Perceptron Perceptron -4 years ago 284
R Question

ggplot boxplot multiple columns with a factor with condition

Example data frame:

a <- c(1, 0, 1)
b <- c(0, 1, 0)
c <- c(1, 0, 1)
total <- c(100,200,300)
my.data <- data.frame(a, b, c, total)

> my.data
a b c total
1 1 0 1 100
2 0 1 1 200
3 1 0 1 300


I would like to create one single boxplot to show the distribution of "total" for each column: a, b, c but only consider those with value = 1.
Example: Column a's row 2 is ignore because it is 0, so column a has a distribution of 100 and 300. Column B has a distribution of 200 and column c has a distribution of 100,200,300.
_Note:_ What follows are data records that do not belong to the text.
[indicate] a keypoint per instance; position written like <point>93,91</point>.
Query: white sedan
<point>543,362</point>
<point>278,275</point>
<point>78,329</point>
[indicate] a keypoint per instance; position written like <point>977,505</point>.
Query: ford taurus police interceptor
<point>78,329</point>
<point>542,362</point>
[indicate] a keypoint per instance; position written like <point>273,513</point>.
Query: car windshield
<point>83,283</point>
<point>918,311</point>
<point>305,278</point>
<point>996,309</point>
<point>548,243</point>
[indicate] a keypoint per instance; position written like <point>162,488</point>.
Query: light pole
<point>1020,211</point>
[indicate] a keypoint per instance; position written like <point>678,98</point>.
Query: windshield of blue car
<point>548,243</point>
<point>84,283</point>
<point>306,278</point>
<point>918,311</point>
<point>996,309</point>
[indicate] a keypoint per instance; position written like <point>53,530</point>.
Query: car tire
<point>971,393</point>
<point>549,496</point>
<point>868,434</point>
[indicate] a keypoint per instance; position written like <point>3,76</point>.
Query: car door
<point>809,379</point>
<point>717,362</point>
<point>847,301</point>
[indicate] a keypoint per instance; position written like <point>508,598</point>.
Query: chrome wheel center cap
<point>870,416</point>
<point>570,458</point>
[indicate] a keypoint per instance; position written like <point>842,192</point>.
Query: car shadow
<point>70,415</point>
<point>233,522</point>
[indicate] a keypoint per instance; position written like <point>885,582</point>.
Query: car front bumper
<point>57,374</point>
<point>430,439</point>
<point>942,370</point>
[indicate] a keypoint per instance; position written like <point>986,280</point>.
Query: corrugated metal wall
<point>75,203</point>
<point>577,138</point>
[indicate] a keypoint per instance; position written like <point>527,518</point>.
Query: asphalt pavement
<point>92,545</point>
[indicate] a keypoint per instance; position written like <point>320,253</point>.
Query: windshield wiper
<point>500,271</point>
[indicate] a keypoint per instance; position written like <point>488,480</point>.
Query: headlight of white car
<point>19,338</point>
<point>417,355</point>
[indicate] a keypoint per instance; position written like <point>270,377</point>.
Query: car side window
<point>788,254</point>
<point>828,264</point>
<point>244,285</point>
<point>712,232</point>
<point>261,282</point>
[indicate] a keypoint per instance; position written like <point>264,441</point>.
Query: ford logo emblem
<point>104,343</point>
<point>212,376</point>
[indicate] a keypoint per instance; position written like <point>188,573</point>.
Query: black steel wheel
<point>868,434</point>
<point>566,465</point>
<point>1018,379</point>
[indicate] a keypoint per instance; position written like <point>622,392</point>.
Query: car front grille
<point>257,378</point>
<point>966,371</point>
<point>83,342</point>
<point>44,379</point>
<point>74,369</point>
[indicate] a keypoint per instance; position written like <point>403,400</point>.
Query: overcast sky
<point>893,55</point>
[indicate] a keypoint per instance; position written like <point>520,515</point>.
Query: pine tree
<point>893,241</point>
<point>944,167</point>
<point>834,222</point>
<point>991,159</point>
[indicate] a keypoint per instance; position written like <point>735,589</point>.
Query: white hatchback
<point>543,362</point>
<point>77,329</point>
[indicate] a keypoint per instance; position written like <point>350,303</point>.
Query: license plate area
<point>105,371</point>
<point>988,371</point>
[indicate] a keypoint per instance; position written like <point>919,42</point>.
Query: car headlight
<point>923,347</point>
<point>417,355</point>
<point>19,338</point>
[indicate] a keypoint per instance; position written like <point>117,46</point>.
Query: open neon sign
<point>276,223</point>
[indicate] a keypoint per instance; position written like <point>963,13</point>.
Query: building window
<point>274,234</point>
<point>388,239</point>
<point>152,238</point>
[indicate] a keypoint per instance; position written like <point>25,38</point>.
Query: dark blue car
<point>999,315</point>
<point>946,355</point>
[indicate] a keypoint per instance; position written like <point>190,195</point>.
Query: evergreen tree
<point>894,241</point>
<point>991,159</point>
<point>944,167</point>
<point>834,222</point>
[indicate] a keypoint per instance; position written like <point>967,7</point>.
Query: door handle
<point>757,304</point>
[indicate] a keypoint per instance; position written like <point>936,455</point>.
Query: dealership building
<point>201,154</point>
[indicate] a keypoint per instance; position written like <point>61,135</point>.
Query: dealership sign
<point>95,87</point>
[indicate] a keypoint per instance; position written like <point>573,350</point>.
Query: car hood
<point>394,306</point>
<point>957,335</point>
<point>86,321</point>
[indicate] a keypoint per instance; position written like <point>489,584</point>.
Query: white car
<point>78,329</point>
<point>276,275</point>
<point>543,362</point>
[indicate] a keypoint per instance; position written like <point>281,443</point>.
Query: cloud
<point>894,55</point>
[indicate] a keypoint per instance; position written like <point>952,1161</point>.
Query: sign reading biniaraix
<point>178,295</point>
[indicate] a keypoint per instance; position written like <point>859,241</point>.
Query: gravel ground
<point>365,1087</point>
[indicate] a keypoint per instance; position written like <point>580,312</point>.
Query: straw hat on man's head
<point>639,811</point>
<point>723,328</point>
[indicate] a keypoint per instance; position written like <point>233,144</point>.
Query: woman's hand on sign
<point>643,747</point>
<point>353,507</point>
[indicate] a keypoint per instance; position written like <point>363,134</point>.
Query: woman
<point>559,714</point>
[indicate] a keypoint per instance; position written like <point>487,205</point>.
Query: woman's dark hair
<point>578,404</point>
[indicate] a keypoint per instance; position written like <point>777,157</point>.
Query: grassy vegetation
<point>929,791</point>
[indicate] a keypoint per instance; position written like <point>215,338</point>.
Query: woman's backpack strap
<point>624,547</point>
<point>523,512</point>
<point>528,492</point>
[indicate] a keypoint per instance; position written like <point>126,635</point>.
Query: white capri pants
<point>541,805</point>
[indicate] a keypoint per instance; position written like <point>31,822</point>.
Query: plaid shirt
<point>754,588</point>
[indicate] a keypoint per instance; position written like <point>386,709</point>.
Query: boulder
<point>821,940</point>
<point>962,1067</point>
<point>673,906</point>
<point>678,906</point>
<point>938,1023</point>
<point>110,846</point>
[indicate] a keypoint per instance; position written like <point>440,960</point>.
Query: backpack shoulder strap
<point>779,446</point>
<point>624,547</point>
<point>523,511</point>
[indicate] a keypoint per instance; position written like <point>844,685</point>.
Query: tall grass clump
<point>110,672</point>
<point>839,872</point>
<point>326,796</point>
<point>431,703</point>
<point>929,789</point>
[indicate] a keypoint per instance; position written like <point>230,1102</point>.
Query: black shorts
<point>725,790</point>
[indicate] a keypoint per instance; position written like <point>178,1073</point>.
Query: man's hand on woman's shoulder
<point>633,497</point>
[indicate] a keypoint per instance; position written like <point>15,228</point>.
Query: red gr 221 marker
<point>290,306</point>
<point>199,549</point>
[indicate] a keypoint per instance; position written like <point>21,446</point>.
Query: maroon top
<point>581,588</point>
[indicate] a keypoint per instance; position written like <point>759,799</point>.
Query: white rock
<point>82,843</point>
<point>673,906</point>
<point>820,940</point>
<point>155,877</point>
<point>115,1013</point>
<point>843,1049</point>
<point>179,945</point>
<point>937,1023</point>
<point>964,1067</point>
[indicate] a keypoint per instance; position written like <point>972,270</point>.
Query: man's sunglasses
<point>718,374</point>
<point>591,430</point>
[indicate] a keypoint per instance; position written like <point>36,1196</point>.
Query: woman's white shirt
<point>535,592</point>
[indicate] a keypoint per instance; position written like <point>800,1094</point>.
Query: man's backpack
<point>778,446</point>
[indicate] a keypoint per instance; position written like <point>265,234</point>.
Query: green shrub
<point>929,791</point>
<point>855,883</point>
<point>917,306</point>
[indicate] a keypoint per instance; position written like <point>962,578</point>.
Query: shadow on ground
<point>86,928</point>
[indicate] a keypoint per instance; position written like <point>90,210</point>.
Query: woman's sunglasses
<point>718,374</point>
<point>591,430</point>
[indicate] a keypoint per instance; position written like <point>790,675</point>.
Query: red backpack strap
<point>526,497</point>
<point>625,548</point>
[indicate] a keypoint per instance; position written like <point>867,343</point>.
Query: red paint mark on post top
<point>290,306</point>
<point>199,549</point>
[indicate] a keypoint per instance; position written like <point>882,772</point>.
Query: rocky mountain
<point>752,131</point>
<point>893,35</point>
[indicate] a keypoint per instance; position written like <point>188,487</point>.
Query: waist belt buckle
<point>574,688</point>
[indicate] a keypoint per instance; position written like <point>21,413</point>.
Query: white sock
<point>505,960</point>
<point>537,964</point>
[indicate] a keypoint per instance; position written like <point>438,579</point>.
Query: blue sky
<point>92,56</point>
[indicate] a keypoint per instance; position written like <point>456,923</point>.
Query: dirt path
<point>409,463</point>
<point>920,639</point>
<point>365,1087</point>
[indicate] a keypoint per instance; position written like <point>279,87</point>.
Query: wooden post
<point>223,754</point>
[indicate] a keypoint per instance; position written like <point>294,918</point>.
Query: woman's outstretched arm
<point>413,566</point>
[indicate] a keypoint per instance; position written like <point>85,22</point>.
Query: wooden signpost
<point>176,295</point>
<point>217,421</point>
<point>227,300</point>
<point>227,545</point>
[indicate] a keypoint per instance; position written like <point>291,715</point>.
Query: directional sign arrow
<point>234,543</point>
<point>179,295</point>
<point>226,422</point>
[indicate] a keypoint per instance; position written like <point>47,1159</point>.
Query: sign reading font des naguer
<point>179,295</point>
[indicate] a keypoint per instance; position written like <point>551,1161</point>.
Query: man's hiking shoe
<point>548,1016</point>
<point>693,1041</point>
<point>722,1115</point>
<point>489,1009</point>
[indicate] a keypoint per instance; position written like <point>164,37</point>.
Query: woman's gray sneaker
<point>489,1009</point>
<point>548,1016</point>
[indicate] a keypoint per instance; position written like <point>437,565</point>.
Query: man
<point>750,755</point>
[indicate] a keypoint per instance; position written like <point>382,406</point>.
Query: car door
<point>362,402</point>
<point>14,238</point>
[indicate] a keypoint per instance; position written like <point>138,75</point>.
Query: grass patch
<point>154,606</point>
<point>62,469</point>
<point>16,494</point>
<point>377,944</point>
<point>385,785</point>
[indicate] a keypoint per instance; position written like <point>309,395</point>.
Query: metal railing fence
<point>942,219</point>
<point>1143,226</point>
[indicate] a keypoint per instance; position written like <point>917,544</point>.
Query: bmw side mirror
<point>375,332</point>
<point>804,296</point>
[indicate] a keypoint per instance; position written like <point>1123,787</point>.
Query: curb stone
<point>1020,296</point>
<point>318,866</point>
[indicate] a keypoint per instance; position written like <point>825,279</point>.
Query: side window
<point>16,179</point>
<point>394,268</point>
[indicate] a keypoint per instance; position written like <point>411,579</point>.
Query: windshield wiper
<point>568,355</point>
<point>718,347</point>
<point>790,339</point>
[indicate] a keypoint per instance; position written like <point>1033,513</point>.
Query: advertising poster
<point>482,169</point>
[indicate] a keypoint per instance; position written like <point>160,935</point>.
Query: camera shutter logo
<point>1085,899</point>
I can plot them separately:

ggplot(subset(my.data,a==1), aes(x=a,y=total)) +
geom_boxplot()

ggplot(subset(my.data,b==1), aes(x=b,y=total)) +
geom_boxplot()

ggplot(subset(my.data,c==1), aes(x=c,y=total)) +
geom_boxplot()


I also tried the following, but it's not correct:

ggplot(my.data, aes(x=as.factor(c("a","b","c")),y=total)) +
geom_boxplot()


Hoping there is an awesome R function/method that let me do my plot in one shot. Don't think I can use melt() because of the Total column. Thanks in advance.

Answer Source

Your data should be in long format, using the package Reshape2, for example

library(reshape2)
my.data <- melt(my.data, measure.vars=c("a","b","c"))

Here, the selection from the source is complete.